Bebidas sem álcool para adultos

Ao passo em que se discute cada vez mais o consumo moderado de álcool, o mercado de bebidas sem álcool ou com menor graduação alcoólica vem crescendo vertiginosamente e o cenário passa por grandes transformações ao redor do mundo. Segundo a revista norte-americana Bon Appetit, nos Estados Unidos, o mercado de bebidas engarrafadas sem (no alcohol) ou com pouco álcool (low-alcohol) deve crescer cerca de 32% até 2022.

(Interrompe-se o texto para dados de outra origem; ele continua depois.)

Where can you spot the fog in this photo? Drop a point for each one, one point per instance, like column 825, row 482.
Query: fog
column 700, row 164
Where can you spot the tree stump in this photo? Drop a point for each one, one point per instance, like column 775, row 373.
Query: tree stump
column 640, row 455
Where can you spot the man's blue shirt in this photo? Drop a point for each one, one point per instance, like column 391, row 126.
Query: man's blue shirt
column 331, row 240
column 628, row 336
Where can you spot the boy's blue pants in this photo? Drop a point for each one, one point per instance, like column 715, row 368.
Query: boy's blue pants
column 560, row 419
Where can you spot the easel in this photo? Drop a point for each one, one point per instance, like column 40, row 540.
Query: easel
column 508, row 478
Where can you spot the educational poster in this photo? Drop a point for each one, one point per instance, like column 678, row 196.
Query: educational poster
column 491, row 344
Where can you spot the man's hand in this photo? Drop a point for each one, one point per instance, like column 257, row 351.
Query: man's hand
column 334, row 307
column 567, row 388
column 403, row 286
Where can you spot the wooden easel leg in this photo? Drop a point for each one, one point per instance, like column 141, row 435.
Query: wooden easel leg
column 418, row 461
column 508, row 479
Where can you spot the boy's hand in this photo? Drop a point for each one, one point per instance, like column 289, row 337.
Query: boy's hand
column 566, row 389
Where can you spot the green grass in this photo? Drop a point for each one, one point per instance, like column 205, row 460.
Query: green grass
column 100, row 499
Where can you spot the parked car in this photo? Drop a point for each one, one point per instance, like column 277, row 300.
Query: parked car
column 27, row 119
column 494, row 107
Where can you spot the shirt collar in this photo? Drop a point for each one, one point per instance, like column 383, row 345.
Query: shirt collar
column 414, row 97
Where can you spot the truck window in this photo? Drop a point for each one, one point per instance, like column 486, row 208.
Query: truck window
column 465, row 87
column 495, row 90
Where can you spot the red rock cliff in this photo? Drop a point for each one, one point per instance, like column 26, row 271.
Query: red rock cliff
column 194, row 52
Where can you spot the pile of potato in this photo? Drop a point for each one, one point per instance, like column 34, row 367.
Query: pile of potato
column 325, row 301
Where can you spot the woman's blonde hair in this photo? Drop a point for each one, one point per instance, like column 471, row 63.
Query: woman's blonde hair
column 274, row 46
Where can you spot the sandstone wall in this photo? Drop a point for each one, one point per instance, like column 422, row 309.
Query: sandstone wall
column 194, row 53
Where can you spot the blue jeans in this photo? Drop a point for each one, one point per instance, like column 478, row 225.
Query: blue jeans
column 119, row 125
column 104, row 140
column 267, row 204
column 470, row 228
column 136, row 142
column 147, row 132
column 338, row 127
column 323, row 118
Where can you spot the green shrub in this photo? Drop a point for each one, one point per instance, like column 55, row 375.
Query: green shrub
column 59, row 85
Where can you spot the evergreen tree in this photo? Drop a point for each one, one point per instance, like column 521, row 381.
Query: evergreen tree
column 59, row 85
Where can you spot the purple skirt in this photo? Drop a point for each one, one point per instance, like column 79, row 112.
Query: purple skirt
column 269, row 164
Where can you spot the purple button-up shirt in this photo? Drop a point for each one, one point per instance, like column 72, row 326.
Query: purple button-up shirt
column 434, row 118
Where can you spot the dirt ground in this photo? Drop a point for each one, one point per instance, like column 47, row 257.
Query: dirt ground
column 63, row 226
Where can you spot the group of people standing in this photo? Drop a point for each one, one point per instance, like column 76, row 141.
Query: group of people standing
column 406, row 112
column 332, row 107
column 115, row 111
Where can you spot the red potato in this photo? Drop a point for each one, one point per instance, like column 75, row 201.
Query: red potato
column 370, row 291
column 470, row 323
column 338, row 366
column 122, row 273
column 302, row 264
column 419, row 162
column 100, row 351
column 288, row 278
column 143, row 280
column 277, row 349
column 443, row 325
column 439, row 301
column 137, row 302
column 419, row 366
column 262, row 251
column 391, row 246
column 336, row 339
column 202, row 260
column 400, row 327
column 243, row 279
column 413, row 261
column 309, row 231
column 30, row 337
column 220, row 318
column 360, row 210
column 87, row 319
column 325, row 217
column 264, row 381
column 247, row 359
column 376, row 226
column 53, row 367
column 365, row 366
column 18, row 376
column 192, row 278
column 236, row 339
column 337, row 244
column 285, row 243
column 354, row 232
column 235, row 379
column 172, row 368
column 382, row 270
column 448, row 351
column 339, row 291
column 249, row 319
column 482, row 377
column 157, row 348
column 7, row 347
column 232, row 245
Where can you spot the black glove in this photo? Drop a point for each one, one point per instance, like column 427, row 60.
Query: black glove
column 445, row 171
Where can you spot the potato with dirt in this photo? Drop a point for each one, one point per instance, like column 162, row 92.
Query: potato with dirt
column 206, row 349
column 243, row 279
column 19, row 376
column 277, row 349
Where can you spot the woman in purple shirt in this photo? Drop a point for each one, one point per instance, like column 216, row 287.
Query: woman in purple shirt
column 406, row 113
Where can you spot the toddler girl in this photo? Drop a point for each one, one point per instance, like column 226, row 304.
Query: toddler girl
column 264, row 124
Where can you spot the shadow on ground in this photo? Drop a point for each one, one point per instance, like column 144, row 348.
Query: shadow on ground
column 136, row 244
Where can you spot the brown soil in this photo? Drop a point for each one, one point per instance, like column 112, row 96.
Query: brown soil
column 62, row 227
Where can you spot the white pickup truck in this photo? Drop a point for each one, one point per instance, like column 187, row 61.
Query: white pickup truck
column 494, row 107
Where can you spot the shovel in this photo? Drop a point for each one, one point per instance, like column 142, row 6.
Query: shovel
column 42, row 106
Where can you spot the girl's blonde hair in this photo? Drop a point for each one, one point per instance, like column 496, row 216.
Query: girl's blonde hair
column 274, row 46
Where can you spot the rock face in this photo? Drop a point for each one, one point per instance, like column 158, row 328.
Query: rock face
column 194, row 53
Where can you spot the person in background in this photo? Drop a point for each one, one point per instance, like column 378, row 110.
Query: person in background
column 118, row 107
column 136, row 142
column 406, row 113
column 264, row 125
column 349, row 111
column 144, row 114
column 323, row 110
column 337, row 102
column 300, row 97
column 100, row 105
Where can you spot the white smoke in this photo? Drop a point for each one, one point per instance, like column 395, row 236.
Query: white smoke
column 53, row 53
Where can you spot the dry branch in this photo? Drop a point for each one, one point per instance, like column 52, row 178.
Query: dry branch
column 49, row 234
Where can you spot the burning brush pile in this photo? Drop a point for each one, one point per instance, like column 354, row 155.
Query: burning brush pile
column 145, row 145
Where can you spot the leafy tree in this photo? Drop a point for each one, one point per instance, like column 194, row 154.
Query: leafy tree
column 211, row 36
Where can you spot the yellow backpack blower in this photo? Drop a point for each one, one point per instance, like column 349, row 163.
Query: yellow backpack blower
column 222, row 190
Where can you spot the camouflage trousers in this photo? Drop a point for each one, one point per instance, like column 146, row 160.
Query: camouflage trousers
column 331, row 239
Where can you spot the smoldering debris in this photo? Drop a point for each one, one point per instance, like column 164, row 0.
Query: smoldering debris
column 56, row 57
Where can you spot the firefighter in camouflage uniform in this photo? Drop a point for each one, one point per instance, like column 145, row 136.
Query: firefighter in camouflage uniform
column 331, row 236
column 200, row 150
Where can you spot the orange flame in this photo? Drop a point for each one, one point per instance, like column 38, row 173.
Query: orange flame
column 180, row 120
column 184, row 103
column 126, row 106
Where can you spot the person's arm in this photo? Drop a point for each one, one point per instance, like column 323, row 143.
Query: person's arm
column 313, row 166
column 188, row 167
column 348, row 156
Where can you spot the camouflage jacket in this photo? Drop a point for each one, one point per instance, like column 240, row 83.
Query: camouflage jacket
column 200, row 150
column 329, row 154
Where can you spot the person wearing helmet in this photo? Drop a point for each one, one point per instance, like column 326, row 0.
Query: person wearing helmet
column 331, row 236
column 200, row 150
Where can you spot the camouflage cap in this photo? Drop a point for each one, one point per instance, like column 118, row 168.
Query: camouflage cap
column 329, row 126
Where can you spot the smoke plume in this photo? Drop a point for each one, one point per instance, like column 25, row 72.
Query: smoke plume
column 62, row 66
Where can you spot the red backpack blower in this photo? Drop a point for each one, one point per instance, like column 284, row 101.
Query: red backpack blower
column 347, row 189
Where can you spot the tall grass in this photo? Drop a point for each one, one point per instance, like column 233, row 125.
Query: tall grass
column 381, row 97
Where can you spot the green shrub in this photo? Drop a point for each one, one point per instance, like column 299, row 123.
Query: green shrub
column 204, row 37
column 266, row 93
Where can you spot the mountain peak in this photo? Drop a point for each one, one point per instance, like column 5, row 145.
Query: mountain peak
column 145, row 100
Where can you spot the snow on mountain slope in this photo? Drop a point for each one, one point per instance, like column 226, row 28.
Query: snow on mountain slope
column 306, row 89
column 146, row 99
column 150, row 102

No universo dos “sem álcool”, o mercado mundial já conta com inovadoras opções de bebidas refrescantes, criativas e de sabores tão complexos quanto os alcoólicos, podendo ter até mesmo características saudáveis e funcionais (quem recebeu a última news, já sabe do que estamos falando).

Afinal, bebida sem álcool não precisa ser sem graça, não é mesmo?

Fato é que na carona da substituição dos alcoólicos, essas bebidas acabam trazendo um novo caráter para a categoria dos alcohol free, tomando o lugar dos convencionais refrigerantes e de outros ultraprocessados disfarçados de alternativas saudáveis.

São diversas opções de sucos e chás minimamente processados, kombuchas e outras bebidas fermentadas, além do switchel, é claro. O Kiro, por exemplo, que é composto por apenas quatro ingredientes (gengibre, mel, vinagre de maçã e água), foi pensado como alternativa sem álcool para maiores, para beber quando não está bebendo.

Além das garrafas e latinhas, nos bares e restaurantes, os conhecidos mocktails (drinks sem álcool) também ganham variações cada vez mais criativas, e já existem até lugares dedicados exclusivamente à venda desses coquetéis. Em São Paulo, o Jazz Restô & Burgers é um exemplo vivo. O lugar foi aberto em 2012 e hoje já conta com duas unidades na capital.

Já no caso das bebidas alcoólicas tradicionais, essas também vêm ganhando versões com menor graduação, como é o caso das small beer (cervejas que tem entre 0,5% e 2,8% de álcool na composição), além de mais opções zero álcool.

É PRECISO FALAR SOBRE CONSUMO MODERADO

Aprecie com moderação, essa é a dica. Isso porque não é novidade para ninguém que o consumo exagerado de álcool é nocivo para a saúde das pessoas, seja do ponto de vista biológico, psíquico ou até mesmo social. O uso abusivo de álcool pode levar a tristes consequências, incluindo casos de violência doméstica, sobretudo contra mulheres. Logo no início da quarentena, inclusive, a Organização Mundial da Saúde, a OMS, alertou para o aumento do consumo de álcool, sugerindo que os governos federais limitassem a venda de bebidas alcoólicas.

Apesar dos significados culturais e simbólicos que o consumo de bebidas alcoólicas adquiriu ao longo da história da humanidade (já são quase 10 mil anos!), o álcool é um produto complexo, e seus efeitos variam de acordo com a quantidade e a qualidade do que é consumido.

Por mais que o álcool forneça calorias ao organismo, elas são “vazias de nutrientes”, como explica a nutricionista Sheila Travain, especialista em nutrição nas doenças crônicas, “Embora o álcool forneça energia ao nosso organismo, não pode ser considerado um nutriente, pois a energia que oferece não é acumulável nem essencial para as nossas atividades orgânicas.”

Além de tudo, o álcool tem prioridade no metabolismo, afetando a queima da glicose e resultando em um aumento no acúmulo de gordura no corpo, sobretudo na região abdominal. “É uma fonte de energia diferente de todas as outras, pois não pode ser estocado no organismo, já que é uma substância tóxica e deve ser eliminada imediatamente”, lembra Travain.

Isso sem falar que o consumo de álcool em excesso também compromete as funções psicomotoras, como é possível visualizar no documentário The Truth About Alcohol.